Parties who lend or advance funds, goods or credit expect to be repaid. There are number of tools available to them to do that – they can sue for payment or use other means to enforce payment. Often though, lenders will request, before lending, that a third party, such as a director or majority shareholder, give a personal guarantee ("PG") which can relied upon in the event the borrower fails to make payment of the sums owed.
In the construction industry trade accounts are very common. One key example is the trade account which contractors will have with material suppliers. The supplier will supply building materials in advance in the expectation that the contractor will settle the account at some later stage. There will be a contract in place for the supply with the contractor in the form of a trade account agreement. We are seeing circumstances where material suppliers are also asking for PGs.
What is a PG?
A PG is a legal commitment where a third party, known as the guarantor, agrees to take on the responsibility for the debt or obligations of the primary obligant (i.e. the borrower) in the event that the borrower fails to fulfil their commitments. This arrangement provides an added layer of security for the lender, as it ensures that even if the borrower defaults, the guarantor will be obliged to step in and pay the debt due.
Guarantees are commonly used in a range of financial transactions, including loans, leases, and credit agreements. They are particularly prevalent in cases where the borrower may present a higher risk of default; perhaps because they operate in a particularly volatile market or where the borrower's credit history may be less than ideal. In construction terms, there is an element of this coupled with the often high – or ever changing – value of the materials being advanced.
For lenders, a guarantee reduces the risk associated with lending, making them more likely to extend credit or offer more favourable terms to borrowers. However, for guarantors, this commitment carries significant responsibility and potential financial liability, as they are legally obligated to cover the debt if the borrower fails to do so.

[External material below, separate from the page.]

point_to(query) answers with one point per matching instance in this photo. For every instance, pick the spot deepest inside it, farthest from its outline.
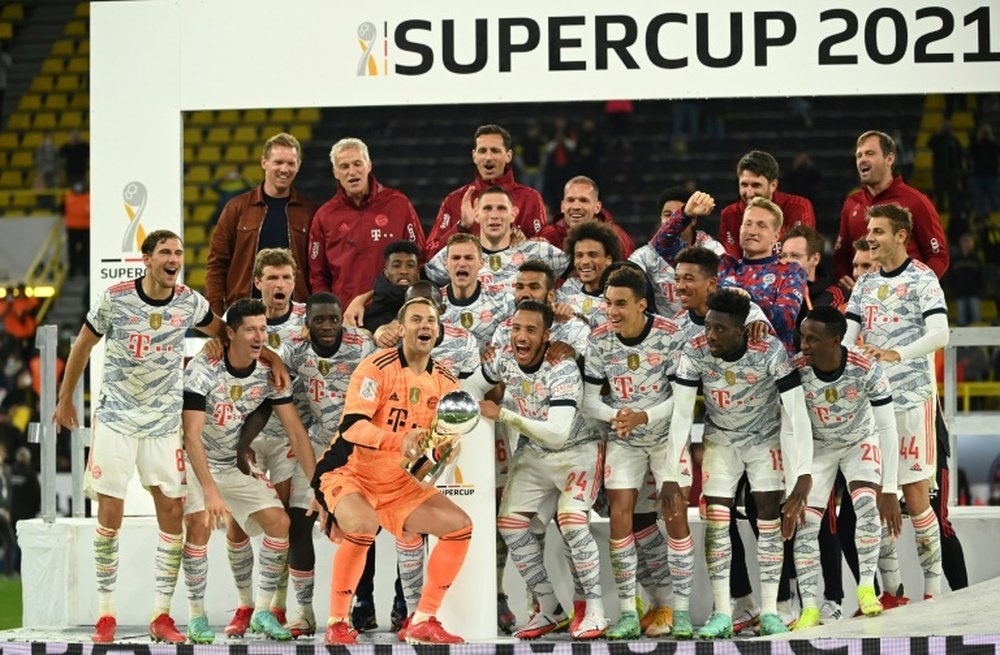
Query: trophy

In essence, a PG functions as a safety net for lenders, ensuring that their financial interests are protected even in the face of borrower default. This practice underscores the importance of guarantees in maintaining confidence and stability in lending and financial transactions, particularly in uncertain economic times or sector challenges. The construction industry is still enduring the fallout from the latest economic crisis from the perfect storm of Brexit, COVID-19, the war in Ukraine and recent UK political decisions. The number of insolvencies in the sector have increased and naturally lenders want to protect their interests.
Cautionary tale
In the recent case of Screwfix Direct Ltd T/A Trade UK v Mr James AKA Jamie Paterson [2024] SC HAM 1 a supplier of building materials ("Screwfix"), sought payment for materials supplied to Paterson Restoration Limited (the "Company") in 2019 and 2020. The Company was wound up in March 2020 owing money to Screwfix for the materials. Screwfix claimed that Mr Paterson - a director and shareholder of the Company - was personally liable for the Company’s debts under a personal guarantee contained within a Trade Account Card Agreement.
The key legal issue was whether a clause in the Trade Account Card Agreement constituted a PG by Mr Paterson. The clause stated:
“I, the director, agree to guarantee performance of all the company’s current and future financial obligations to Trade UK, including any subsequent increase/s in credit limit”.
In the Trade Account Agreement, Mr Paterson is named as “DIRECTOR”. He signed the agreement. The agreement states that in the case of limited company “the form must be signed by a director”.
Screwfix argued that this clause was clear and imposed personal liability on Mr Paterson for the Company's trade debt. Mr Paterson defended the action and contended that he signed only on behalf of the Company, and not personally. Therefore, he was not personally liable for the Company's debt under the Trade Account.
The court found that the clause was intended to secure a PG. The language was sufficiently clear to impose such a liability. Other clauses within the agreement reinforced this position; including "You are authorised to bind the account holder to this agreement by signing it." The court found that the term of the agreement only made sense if construed as a personal obligation on Mr Paterson; it was directed towards his capacity as an individual.
In short, the agreement required to be signed by a director who was also to give a PG. Any other interpretation would make the clause redundant. Mr Paterson was held to be personally liable for the debt owed by the Company to Screwfix.
Read the small print
PGs are typically sought at the outset when parties have a good relationship. They are then put in a drawer and forgotten about and, unfortunately, only considered when the business fails or falters. For those who have given the PG, they may have had to deal with the emotional and financial cost of the failure of their business, and on top of that they personally get a demand on the PG. This can feel like a double whammy.
This decision is a helpful reminder to those who are responsible for placing orders and setting up credit or trade accounts to read the small print.
All too often directors are unaware that they are personally responsible for a company's debts as they do not fully appreciate the effect of the document that they were signing.
Prevention is better than cure: if you do see a term that you are not sure about in a financial agreement – or indeed any contract - that you are being asked to sign, then ask for it to be removed or take advice on the impact of the clause on you before you enter into the contract. Failing to do so could be an expensive mistake.